Lack of exercise and altered gait can contribute to falling. Pain, lack of feeling, and misaligned feet are other reasons why elderly people fall. As bodies ages, joint can deteriorate, causing pain, limited motion, and loss of strength. At the same time, certain age-related physiological changes can lead to loss of sensation in the feet. These peripheral neuropathies can cause someone to be unaware of the exact placement of the foot when taking a step. This can cause loss of balance and falling especially if someone steps on an uneven or unstable surface. Finally, it has been stated that 80% or more of all people over the age of 65 have some sort of foot pathology. This pathology includes bunions, calluses and hammer toes. The malalignment of the ankle, foot, and toes can lead to balance issues and cause a fall.
Healthcare professionals and caregivers need to ask the elderly if they have lower extremity pain. The question of foot pain and sensation loss has to be asked and then a physical exam should be performed. The problem could be as simple as an ill-fitting shoe. It is predicted that nearly 50% of all women and 30% of all men have not had their shoe size measured within 5 years. Many people in this age range deal with balance and gait disorders on a daily basis. Obviously, this makes them more susceptible to falling.
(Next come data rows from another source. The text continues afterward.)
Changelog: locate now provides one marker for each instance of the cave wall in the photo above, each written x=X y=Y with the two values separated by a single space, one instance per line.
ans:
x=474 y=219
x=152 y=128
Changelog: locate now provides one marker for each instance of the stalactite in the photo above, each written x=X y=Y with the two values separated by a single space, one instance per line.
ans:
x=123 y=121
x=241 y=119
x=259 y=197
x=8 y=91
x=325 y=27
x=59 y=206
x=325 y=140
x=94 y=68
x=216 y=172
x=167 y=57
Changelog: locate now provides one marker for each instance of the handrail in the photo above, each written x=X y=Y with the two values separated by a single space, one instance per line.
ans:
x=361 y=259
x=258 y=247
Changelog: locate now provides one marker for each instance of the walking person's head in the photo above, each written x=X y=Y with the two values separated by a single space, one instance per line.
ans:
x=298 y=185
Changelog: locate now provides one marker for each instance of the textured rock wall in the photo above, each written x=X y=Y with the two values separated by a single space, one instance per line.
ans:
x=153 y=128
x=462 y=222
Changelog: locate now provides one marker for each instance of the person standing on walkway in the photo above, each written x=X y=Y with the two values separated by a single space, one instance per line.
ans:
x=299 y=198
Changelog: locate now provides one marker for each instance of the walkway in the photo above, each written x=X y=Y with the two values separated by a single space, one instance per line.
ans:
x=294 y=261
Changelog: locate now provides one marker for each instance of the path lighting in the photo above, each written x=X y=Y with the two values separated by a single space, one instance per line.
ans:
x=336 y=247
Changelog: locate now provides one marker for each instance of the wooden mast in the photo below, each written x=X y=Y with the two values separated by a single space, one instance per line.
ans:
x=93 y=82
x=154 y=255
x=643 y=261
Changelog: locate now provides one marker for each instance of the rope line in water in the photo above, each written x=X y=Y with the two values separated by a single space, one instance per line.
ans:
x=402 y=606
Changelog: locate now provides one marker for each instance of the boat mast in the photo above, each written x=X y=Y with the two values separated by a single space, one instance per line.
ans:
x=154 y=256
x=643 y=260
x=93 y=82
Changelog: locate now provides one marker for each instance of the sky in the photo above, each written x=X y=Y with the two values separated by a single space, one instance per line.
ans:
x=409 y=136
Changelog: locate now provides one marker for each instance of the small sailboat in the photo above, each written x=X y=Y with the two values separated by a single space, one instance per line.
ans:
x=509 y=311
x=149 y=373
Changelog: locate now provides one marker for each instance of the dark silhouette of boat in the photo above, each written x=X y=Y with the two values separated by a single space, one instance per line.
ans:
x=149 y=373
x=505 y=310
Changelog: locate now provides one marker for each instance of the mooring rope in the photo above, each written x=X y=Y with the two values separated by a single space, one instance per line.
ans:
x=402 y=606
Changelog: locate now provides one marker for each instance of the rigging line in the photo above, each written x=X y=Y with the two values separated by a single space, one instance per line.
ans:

Everyone has to help our elderly population avoid a fall. It is essential to conduct regular and proper screening of balance, strength, dizziness, vision, medication use, foot/ankle issues and the overall safety of living quarters. When screening the elderly there cannot be a feeling of “hurting their feelings or invading their privacy” when asking questions about their health. These individuals are more prone to falling simply due to their age. Helping them avoid a fall must be a priority for everyone that comes in contact with them.
Falling can cause major injuries and even death. Preventing a fall in an elderly person has to be a “team” effort where proper screening techniques are used by everyone that comes in contact with that person.